Bunyi "kendang-kendang berdendang" dan larutnya malam dalam "gelas fantasi" menciptakan atmosfer pesta dan pembebasan diri, di mana "wanita pengumpul kayu bakar itu / terus saja menari menyalakan birahi."
Puncak dari kehancuran terjadi ketika "nyala berkobar / membakar rumah-rumah / membakar tangga-tangga.
" Api birahi dan pemberontakan tidak hanya menghancurkan keluarga, tetapi juga tatanan sosial yang lebih luas ("rumah-rumah," "tangga-tangga").

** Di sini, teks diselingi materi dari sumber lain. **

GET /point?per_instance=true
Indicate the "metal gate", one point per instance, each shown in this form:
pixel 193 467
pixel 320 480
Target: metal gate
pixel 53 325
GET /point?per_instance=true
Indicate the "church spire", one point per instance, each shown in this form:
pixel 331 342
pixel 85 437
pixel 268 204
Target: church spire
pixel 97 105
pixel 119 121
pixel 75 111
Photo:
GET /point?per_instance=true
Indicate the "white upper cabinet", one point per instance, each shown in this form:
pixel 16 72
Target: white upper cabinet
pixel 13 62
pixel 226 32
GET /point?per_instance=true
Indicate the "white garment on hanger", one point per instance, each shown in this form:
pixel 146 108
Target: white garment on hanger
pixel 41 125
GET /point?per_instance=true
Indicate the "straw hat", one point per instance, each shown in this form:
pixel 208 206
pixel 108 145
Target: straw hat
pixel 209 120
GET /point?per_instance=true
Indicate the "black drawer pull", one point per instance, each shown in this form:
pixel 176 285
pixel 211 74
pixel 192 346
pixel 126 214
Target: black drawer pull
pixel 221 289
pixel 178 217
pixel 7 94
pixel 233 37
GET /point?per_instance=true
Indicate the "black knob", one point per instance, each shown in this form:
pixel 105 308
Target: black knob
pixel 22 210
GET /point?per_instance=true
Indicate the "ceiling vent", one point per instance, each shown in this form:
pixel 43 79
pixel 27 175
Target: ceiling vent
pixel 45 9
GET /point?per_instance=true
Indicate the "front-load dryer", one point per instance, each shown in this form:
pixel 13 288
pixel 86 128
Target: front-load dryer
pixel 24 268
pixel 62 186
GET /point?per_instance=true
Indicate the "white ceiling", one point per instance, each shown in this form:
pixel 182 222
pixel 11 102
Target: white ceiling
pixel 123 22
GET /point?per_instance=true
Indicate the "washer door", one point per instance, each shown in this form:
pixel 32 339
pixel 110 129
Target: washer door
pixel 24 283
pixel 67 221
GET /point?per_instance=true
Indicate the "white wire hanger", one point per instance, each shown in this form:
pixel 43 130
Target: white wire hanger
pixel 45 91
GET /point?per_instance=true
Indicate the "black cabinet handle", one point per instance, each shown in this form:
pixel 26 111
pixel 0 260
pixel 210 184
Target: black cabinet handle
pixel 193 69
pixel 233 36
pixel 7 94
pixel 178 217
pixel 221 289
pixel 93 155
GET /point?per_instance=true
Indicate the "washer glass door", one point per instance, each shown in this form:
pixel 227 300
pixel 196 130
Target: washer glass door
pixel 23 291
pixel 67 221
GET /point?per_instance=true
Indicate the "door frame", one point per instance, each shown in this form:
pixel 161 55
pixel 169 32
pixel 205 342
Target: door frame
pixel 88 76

Di tengah panorama kehancuran ini, muncul reaksi yang ambigu dan mengerikan: "atas segala panorama itu / dia tertawa-tawa / hingga gila." Tawa yang berujung pada kegilaan bisa diinterpretasikan sebagai luapan emosi yang tak terkendali akibat penindasan atau sebagai bentuk kemenangan yang pahit dan merusak diri sendiri.
Di balik topeng kesucian dan pengendalian diri ("manusia puasa," "manusia bertapa diri"), tersembunyi potensi ledakan emosi dan keinginan yang destruktif.
Sosok wanita dalam puisi ini menjadi simbol pemberontakan terhadap sistem yang mungkin menindas atau mengekang ekspresi dirinya, dan tindakannya, meskipun mengerikan, adalah konsekuensi dari tekanan yang dialaminya.
Puisi ini juga menyentuh tema kekuatan kata-kata yang mampu menghancurkan lebih dahsyat daripada tindakan fisik, serta kompleksitas seksualitas dan pemberontakan perempuan dalam konteks sosial yang represif. (MG Ni Komang Putri Sawitri Ratna Duhita)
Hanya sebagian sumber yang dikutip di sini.